# Digital Betta Painting and Free Lines



## CrazyDiamond (Feb 20, 2013)

Hello  I am an avid digital artist I made some betta lines a while back and finally decided to color them in and present it here;









Here is a link to the lineart I made, you can print it out and color it in yourself if you like


----------



## blu the betta (Dec 31, 2012)

very beautiful. great job!


----------



## LadyVictorian (Nov 23, 2011)

-gets out the crayons- 

I know what I am doing now....<.<....>.>.....

Happy you finally finished this.


----------



## CrazyDiamond (Feb 20, 2013)

xD tanks, y'all have fun!


----------



## Fenghuang (Dec 28, 2012)

Very beautiful.
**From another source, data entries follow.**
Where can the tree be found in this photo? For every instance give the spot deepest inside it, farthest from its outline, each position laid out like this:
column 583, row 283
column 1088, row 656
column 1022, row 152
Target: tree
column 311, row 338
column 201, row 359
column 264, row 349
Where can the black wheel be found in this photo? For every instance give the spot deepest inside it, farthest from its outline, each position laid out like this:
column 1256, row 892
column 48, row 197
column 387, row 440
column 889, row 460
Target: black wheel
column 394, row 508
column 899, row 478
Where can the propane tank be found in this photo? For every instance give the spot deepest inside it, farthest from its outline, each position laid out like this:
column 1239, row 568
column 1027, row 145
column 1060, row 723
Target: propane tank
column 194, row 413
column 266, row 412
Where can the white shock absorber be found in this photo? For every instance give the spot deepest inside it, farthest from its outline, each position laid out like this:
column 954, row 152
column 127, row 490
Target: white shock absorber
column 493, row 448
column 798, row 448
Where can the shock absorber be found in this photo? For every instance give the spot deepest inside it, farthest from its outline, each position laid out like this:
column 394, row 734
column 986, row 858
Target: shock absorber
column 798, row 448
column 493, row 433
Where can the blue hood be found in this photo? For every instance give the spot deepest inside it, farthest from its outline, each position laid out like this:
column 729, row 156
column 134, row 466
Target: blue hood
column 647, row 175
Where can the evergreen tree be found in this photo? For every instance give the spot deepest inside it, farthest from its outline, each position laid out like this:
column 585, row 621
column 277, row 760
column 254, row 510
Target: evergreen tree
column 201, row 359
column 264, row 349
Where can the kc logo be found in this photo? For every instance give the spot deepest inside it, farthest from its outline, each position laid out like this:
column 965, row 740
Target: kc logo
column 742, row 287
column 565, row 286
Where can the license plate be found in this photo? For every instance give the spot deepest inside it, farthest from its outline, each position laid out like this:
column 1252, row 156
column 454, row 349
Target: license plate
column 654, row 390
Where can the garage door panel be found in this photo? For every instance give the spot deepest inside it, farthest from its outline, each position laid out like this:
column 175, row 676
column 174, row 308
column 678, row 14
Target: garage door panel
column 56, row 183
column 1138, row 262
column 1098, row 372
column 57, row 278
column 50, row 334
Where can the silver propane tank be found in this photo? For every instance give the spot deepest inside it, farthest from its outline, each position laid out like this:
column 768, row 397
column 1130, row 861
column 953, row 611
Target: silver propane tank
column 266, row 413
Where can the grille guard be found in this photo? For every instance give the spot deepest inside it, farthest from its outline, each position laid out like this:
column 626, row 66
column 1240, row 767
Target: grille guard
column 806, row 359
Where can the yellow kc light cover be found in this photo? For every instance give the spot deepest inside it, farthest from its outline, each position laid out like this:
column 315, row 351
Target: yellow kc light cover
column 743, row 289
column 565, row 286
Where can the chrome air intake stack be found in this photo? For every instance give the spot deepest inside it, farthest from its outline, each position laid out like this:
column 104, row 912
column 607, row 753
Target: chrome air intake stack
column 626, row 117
I love your colourings. It's so bright and radiant.


----------



## Skyewillow (Dec 28, 2012)

whoa! Nice job!!


----------



## eemmais (Oct 28, 2012)

A-m-a-z-i-n-g!!


----------



## bniebetta (Feb 26, 2013)

Sweeeeeet!


----------



## blu the betta (Dec 31, 2012)

i agree with all of you.


----------



## bniebetta (Feb 26, 2013)

if i ever did a betta awareness event with kids or something would you allow me to use your lineart thing for them to color, etc?


----------



## CrazyDiamond (Feb 20, 2013)

bniebetta said:


> if i ever did a betta awareness event with kids or something would you allow me to use your lineart thing for them to color, etc?


Thanks guys 
And yes please do! ^^


----------



## bniebetta (Feb 26, 2013)

You are awesome!!! Thanks so much


----------



## CrazyDiamond (Feb 20, 2013)

No prob  If I ever make veil, crown, plakat lines I will post them here as well


----------



## rubinthebetta (Oct 9, 2012)

Yay!!!!


----------



## crowntaillove3 (Dec 26, 2012)

Congrats on finishing! Nice job!


----------



## CrazyDiamond (Feb 20, 2013)

Tanks ^^


----------